In spite of shedding more than 3 million jobs since 2000, U.S. manufacturers are reporting a shortage of skilled labor that threatens their global competitiveness.
The Washington-based National Association of Manufacturers said in a Nov. 22 report that 80 percent of roughly 800 manufacturers who responded to its recent survey reported a shortage of qualified workers, and 90 percent reported a moderate to severe shortage of skilled production workers.
Overall manufacturing employment is down, dropping 210,000 jobs in the plastics industry alone from 2000-04. But there is still a shortage of skilled workers because global competition has increased job requirements, said Jerry Jasinowski, president of NAM's Manufacturing Institute.

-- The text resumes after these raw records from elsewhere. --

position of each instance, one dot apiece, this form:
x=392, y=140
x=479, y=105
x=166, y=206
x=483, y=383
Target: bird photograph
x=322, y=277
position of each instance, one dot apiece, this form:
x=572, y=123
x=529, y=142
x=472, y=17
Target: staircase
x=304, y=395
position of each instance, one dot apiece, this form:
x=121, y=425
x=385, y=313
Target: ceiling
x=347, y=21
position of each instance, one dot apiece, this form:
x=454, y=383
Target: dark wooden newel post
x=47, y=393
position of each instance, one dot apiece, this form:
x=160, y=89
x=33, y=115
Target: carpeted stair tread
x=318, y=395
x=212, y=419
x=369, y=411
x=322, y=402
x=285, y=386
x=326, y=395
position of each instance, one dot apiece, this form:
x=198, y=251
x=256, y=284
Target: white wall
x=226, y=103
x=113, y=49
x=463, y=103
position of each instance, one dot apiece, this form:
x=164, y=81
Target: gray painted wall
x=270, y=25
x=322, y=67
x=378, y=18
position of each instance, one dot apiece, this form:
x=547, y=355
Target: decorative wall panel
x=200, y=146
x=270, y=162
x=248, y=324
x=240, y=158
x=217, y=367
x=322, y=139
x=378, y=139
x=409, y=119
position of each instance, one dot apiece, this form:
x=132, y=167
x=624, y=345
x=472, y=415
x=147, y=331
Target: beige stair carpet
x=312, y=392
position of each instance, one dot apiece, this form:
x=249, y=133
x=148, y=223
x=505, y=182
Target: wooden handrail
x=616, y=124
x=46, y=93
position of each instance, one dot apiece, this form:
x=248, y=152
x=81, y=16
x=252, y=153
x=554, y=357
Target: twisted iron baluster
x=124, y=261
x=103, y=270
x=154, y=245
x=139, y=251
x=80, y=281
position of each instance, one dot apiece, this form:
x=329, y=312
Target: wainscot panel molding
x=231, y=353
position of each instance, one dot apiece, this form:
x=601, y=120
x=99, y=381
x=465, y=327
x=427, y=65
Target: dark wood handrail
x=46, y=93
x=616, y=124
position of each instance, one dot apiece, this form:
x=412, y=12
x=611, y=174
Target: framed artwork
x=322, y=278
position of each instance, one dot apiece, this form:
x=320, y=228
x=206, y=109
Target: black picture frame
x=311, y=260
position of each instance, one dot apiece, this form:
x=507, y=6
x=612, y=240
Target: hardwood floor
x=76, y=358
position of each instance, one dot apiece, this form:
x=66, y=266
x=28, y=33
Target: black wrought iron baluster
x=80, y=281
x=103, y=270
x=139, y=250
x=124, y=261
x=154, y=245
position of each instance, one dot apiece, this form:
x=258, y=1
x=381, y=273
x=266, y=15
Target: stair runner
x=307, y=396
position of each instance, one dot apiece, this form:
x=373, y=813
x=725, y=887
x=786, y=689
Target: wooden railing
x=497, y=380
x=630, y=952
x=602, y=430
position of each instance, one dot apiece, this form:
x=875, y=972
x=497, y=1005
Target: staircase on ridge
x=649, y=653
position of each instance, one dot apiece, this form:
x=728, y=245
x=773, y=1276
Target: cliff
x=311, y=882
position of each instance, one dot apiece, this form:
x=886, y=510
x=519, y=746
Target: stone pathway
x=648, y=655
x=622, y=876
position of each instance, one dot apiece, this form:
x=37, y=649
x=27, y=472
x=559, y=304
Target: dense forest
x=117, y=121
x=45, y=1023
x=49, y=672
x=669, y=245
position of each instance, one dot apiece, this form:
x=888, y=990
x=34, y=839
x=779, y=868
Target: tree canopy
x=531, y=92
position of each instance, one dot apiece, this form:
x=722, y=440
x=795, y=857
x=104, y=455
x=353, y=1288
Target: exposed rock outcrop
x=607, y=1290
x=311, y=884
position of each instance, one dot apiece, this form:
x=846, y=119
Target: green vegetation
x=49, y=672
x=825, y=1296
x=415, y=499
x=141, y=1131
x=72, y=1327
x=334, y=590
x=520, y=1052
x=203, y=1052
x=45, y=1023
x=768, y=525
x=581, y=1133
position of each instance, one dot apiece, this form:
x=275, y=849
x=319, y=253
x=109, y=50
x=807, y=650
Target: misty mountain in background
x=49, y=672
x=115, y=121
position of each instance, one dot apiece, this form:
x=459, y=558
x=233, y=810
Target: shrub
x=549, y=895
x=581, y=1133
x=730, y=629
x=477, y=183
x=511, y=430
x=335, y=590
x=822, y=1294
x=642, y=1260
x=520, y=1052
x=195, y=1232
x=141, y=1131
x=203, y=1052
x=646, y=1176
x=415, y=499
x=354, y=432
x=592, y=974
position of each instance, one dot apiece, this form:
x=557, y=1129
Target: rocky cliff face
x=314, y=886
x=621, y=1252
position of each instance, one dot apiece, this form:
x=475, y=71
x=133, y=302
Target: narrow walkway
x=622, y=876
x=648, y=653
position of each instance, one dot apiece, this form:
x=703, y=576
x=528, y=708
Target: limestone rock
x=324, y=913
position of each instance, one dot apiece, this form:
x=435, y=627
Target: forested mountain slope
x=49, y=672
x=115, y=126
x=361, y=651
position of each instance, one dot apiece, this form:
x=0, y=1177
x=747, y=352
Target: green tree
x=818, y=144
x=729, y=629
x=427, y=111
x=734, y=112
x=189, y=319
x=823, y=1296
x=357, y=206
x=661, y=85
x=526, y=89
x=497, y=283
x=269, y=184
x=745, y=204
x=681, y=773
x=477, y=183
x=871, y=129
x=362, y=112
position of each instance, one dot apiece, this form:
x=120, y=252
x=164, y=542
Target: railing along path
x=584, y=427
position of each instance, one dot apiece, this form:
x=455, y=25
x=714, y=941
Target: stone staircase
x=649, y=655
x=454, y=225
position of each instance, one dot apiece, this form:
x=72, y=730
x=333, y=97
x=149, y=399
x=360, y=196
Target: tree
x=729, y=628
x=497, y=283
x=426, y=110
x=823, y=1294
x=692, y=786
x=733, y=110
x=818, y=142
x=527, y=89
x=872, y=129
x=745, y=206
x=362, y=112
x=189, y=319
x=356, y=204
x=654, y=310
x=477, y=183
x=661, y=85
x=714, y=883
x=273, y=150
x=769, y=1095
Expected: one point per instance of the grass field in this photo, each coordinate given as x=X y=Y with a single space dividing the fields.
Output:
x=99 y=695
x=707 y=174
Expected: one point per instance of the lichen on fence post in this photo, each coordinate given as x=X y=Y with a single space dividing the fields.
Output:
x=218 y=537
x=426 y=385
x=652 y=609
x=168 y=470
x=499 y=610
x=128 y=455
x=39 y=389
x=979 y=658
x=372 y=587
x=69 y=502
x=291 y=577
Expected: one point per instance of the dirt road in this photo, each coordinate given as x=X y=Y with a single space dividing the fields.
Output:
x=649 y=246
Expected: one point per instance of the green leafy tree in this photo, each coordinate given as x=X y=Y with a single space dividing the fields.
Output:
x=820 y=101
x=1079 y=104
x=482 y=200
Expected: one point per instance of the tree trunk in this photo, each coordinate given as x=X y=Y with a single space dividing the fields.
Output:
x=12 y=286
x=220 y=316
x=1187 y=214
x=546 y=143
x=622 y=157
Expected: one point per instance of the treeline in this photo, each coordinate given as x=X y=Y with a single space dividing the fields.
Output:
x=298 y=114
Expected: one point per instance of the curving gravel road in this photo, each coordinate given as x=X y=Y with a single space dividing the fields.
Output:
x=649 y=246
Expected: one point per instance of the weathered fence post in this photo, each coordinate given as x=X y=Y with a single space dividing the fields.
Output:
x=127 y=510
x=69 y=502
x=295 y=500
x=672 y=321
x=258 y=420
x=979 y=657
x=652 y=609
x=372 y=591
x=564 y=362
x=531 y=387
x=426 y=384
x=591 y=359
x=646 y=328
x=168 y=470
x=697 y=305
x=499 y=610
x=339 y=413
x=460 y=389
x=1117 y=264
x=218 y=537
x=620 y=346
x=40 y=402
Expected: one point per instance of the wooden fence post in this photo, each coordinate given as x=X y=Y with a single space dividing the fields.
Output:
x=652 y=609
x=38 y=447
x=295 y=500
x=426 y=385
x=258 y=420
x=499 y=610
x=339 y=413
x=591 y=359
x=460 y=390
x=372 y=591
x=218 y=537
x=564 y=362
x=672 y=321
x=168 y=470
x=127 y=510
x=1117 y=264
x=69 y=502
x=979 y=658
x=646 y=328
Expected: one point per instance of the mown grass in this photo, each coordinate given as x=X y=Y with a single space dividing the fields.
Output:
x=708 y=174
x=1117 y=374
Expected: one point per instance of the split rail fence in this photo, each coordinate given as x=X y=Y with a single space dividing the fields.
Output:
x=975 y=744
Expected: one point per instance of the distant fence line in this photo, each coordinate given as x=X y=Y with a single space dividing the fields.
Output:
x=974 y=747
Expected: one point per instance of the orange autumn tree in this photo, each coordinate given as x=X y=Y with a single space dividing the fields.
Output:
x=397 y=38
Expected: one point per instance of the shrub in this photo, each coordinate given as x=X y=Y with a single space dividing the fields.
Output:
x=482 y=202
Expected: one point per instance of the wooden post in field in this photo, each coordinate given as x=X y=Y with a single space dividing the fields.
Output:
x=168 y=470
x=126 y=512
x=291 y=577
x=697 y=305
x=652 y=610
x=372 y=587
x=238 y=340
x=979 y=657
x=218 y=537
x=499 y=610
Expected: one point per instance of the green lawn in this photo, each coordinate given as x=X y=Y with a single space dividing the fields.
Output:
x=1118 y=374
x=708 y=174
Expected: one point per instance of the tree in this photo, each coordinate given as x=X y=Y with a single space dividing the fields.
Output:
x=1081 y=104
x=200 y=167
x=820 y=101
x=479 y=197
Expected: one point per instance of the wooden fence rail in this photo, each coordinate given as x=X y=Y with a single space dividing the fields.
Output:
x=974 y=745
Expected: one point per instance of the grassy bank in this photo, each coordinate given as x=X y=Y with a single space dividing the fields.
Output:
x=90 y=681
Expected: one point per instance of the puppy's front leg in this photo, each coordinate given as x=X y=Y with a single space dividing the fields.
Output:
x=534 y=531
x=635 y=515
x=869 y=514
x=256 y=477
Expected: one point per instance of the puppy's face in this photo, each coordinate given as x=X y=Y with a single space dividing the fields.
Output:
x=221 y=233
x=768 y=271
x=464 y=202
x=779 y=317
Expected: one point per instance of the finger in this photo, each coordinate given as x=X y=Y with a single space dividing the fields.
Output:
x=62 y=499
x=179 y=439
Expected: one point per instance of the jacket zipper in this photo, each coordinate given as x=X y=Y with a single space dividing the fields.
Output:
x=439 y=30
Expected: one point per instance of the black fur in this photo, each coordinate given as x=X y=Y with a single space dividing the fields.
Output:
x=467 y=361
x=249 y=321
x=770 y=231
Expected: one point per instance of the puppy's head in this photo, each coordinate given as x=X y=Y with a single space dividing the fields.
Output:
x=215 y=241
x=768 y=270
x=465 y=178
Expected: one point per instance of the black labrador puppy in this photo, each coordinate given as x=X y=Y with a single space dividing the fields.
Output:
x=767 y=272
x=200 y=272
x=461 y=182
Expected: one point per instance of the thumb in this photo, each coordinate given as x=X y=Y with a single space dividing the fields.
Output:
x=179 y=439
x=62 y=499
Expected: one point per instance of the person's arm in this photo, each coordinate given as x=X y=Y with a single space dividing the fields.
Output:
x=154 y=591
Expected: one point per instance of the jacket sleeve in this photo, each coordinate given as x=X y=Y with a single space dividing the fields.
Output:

Survey respondents identified having a ``high-performance'' workforce as the most important issue for business success in the next three years, outranking product innovation and being a low-cost producer, NAM said.
NAM's 2005 Skills Gap report said manufacturers, governments and educators need to refocus on education in science, math and technology, and companies should spend at least 3 percent of payroll on training current employees. It's the first time NAM has updated the report since 2001.
While some high-profile manufacturers like Delphi Corp. have attracted attention with proposals to slash workers' wages drastically, Jasinowski said the manufacturing sector overall is healthy, which contributes to worker shortages.
Manufacturers also should be more aggressive in recruiting and retaining employees, and place more emphasis on career development and mentoring, said Richard Kleinart, a principal with Deloitte Consulting LLP of New York and one of the authors of the report.